Pedestrian fatalities nationwide, 2014 (Gabriel Utasi/Las Vegas Review-Journal)

“One of the No. 1 problems that we’ve got here is our pedestrian fatality rate,” Quigley said. “The more that we can make cars aware of where there are generally higher numbers of pedestrians, or make cars aware of hazardous areas … the safer we can make this community.”

Meanwhile, in Henderson, talks about becoming a smart city have been ongoing, said Laura Fucci, the city’s chief information officer.

“We have been monitoring this space for over a year from a technology perspective” Fucci said. “Conversations between the city’s IT Department and other city departments began to take place a few months ago.”

LAS VEGAS LEADS PACK

The city of Las Vegas, though, already has a vision and an implementation strategy.

Las Vegas was one of 78 cities that applied for the 2016 Smart City Challenge, which focused on transportation. Though the city did not make the cut, Michael Sherwood, Las Vegas’ director of information technology, said putting together the application was “beneficial in developing a vision, ideas and identifying challenges which we can work towards solving.”

In its application, the city laid out goals such as testing autonomous vehicles in urban settings, and deploying a technology system along urban corridors that will help synchronize traffic signals to reduce congestion and create real-time displays of traffic incidents.

Since submitting the application last February, Las Vegas became the first region in the United States to connect its traffic signal network to vehicles when Audi launched its Vehicle-to-Infrastructure technology — the first step in connecting vehicles to intelligent traffic signal infrastructure.

Last month, Las Vegas became the first city in the United States to have a completely autonomous, fully electric passenger shuttle deployed on a public roadway when French-company Navya tested its Arma shuttle for two weeks on Fremont Street.

The smart-city vision is ever-evolving, Sherwood said, and now the conversation in the city is starting to include things like better access to government services and officials.

“We’re looking at working with many different vendors on bringing new technology in and seeing how that can help the city in general,” Sherwood said.

He said his team is currently working on building a phone app that will allow a user to hold the phone up to a road sign and then translate it into the user’s native language, then give the person information about what’s in the area.

His team is also working on making it possible for people to ask their Amazon Echos things like, “How do I report a pot hole?” Or, “When is the next City Council meeting and what is on the agenda?”

Amazon Echo is a standalone cylindrical device that responds to voice commands and delivers information via Alexa, its voice assistant.

Sherwood said his team is also working on making it possible to have a virtual meeting with an elected official.


 

Fucci said a large part of being a smart city is fitting into the community at large and making sure that information gathered can be shared when it comes to things like transportation.

“We all want our citizens to have a consistent and unified experience,” Fucci said. “We would not want a service to end at the border as a citizen travels from our city to Clark County, for example.”

The information officers and their counterparts of Nevada’s municipalities meet regularly, share information and discuss the smart-city concept.

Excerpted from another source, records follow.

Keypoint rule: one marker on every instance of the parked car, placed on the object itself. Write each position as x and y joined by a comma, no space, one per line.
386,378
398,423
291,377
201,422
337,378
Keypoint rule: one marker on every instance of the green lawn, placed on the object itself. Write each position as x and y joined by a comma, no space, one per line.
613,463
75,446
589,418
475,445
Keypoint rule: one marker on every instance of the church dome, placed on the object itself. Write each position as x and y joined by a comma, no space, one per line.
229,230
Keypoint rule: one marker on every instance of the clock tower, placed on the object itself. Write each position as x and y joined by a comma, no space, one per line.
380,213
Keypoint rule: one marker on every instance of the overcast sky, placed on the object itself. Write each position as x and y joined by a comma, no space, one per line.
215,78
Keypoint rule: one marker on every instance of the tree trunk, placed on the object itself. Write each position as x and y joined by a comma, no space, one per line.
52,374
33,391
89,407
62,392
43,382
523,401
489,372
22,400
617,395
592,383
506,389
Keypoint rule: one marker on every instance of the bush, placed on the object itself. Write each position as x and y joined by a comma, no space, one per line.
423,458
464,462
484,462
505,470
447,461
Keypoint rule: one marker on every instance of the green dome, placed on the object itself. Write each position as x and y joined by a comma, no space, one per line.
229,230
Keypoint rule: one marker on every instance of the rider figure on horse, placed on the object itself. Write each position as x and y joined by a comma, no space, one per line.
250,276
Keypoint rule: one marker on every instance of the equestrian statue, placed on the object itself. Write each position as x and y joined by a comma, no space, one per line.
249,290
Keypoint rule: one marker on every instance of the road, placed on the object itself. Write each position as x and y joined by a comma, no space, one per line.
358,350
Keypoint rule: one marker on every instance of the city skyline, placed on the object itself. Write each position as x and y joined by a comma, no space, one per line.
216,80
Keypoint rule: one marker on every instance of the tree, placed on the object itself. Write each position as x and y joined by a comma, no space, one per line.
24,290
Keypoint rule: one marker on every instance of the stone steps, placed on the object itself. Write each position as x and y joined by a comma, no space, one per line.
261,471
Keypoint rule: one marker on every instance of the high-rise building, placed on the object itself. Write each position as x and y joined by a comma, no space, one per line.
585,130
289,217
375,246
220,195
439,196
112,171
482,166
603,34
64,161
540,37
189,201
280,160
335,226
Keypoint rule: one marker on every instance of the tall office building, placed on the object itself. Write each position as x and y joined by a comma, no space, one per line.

Sherwood, Fucci and other regional partners returned Feb. 8 from San Jose, where they visited with Cisco Systems to look at what types of wireless technologies might benefit their cities.

AVOIDING PITFALLS

Karayannis and other panelists at CES, produced by Arlington, Virginia-based Consumer Technology Association, cautioned leaders to avoid common mistakes that cities make when developing their smart-city vision, like “chasing the next shiny object,” as Karayannis put it.

“Really pilot these technologies and solutions and understand what are the costs and savings for departments and silos in a city. One of the pitfalls is really not having the alignment (across different city departments) to get that informed view.”